3. A method as recited in claim 2, further comprising:

issuing a coprocessor runtime stop status flag indicating that the execution block has

completed executing the passed instruction.

4. A method as recited in claim 3, wherein the predicting comprises:

identifying a coprocessor execution latency corresponding to the passed instruction

based upon the coprocessor runtime start status flag and the coprocessor runtime stop status flag.

5. A method as recited in claim 4, wherein the CPU learns the identified

coprocessor execution latency for the opcode corresponding to the passed instruction.

6. A method as recited in claim 5, wherein the CPU uses the learned coprocessor

execution latency to concurrently execute others of the executable instructions with

the coprocessor executing another of the selected instructions.

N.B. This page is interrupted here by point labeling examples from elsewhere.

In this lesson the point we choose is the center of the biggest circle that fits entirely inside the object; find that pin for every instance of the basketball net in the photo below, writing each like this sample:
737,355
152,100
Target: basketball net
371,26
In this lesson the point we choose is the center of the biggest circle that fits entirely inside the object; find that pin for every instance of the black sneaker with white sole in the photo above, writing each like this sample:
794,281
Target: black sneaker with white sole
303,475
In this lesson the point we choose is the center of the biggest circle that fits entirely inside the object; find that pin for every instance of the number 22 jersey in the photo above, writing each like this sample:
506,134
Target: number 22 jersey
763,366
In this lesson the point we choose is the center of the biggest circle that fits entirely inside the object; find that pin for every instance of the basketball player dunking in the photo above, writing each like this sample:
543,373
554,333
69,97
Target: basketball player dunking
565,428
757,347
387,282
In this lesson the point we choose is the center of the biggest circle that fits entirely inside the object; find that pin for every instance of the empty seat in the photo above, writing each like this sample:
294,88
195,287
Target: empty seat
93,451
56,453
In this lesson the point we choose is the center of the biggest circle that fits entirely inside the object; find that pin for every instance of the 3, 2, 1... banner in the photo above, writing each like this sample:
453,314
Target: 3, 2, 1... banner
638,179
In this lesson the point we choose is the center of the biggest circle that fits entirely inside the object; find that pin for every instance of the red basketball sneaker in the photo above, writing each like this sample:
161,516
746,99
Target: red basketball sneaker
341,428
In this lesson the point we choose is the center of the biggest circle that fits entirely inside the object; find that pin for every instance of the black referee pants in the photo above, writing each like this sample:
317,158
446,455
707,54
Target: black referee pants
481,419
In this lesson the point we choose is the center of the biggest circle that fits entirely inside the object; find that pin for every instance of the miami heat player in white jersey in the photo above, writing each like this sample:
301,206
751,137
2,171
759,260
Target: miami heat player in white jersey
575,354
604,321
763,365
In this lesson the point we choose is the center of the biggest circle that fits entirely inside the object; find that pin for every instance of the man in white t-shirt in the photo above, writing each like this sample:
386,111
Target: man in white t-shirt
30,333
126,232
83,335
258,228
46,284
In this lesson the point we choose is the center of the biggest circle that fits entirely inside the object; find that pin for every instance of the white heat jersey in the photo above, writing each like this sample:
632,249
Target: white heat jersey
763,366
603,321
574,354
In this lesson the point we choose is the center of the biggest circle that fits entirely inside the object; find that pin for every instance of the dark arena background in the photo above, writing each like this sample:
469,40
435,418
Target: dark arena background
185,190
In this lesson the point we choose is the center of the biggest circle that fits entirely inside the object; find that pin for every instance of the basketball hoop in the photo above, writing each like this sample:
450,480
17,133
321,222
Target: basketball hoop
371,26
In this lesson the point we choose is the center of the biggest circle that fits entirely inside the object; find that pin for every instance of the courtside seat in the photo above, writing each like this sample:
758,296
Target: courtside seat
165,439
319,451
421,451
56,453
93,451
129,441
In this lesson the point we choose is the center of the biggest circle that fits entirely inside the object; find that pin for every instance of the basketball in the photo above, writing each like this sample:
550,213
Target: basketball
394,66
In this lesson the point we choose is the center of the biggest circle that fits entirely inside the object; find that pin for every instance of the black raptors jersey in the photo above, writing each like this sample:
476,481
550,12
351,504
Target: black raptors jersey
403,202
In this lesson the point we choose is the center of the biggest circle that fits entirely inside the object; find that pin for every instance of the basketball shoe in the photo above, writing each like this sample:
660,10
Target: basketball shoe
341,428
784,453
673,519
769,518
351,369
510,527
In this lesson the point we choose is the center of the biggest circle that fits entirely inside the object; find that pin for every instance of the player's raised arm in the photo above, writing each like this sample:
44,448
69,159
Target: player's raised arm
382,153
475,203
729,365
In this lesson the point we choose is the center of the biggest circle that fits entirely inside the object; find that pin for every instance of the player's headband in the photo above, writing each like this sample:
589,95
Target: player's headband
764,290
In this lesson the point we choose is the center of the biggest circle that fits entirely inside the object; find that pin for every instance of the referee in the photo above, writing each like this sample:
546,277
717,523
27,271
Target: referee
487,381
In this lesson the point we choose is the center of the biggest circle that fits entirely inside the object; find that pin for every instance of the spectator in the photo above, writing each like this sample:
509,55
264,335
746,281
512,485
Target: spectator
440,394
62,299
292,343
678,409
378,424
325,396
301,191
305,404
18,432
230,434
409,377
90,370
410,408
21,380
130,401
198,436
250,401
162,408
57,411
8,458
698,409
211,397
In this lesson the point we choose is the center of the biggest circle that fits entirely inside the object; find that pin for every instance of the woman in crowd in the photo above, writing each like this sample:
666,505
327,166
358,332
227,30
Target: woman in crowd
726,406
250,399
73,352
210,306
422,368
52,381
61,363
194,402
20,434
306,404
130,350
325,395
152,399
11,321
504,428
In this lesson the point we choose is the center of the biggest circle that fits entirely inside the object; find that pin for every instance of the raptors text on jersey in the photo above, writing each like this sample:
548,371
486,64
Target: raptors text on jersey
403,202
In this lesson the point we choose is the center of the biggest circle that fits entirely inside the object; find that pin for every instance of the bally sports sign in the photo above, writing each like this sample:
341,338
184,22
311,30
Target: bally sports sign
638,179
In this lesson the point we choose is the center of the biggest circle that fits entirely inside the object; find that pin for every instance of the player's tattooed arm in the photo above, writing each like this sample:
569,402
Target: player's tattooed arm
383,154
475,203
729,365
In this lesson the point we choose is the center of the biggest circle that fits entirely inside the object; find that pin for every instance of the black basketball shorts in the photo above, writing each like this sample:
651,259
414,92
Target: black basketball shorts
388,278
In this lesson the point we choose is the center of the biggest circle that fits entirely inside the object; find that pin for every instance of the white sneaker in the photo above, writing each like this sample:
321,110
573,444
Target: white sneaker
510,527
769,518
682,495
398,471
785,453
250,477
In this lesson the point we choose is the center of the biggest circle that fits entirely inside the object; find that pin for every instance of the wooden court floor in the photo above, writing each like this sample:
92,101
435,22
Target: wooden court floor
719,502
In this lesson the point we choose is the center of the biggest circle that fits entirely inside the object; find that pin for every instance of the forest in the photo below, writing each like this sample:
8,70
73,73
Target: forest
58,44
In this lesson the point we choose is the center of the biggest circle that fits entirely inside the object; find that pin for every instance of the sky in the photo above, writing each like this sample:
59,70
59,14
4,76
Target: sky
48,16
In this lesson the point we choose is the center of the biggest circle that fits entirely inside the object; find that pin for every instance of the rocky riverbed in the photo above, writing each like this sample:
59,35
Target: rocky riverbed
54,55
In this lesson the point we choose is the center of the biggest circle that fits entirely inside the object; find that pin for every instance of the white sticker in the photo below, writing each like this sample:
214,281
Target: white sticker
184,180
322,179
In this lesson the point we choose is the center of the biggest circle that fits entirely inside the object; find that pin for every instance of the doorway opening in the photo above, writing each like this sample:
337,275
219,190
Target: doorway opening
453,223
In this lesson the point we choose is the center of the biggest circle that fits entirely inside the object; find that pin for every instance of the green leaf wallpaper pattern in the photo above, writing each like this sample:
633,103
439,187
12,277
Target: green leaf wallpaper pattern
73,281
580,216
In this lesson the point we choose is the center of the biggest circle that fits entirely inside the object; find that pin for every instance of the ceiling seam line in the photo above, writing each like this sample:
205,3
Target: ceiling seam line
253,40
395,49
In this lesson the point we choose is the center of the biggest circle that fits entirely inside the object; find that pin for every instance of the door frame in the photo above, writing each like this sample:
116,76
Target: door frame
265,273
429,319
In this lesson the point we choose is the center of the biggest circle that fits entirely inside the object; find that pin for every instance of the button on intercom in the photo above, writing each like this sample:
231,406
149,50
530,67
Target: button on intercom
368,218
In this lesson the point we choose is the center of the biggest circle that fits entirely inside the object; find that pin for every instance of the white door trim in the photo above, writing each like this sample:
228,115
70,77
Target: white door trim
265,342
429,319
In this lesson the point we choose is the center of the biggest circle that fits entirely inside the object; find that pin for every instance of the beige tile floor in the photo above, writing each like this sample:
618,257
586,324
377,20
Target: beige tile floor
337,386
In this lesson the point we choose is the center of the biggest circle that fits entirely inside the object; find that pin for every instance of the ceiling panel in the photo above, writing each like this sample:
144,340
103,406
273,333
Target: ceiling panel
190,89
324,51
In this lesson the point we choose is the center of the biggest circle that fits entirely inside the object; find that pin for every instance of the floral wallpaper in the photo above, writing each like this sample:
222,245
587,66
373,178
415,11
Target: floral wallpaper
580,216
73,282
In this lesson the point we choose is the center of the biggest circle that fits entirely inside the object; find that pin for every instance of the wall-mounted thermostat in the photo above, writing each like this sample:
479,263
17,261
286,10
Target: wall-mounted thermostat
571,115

7. An apparatus for predicting a coprocessor execution latency for a coprocessor

having a configurable execution block coupled to a central processing unit (CPU),

comprising:

a status queue coupled to the CPU arranged to issue a coprocessor runtime status flag;

a data queue coupled to the CPU arranged to store a data field

corresponding to data to be processed by the execution block and to store a result data

field corresponding to the processed data; and

a command queue coupled to CPU arranged to store a command that

provides the coprocessor with operating instructions; and

predicting the coprocessor latency by the CPU based upon an issued

runtime start status flag for a passed instruction wherein the CPU executes others of the executable instructions concurrently with the coprocessor executing the passed

instruction.

8. An apparatus as recited in claim 7, wherein the CPU decodes then passed

instruction into the command and the data portion.

9. An apparatus as recited in claim 8, wherein a runtime start status flag issued by

the coprocessor when the coprocessor begins executing the passed instruction.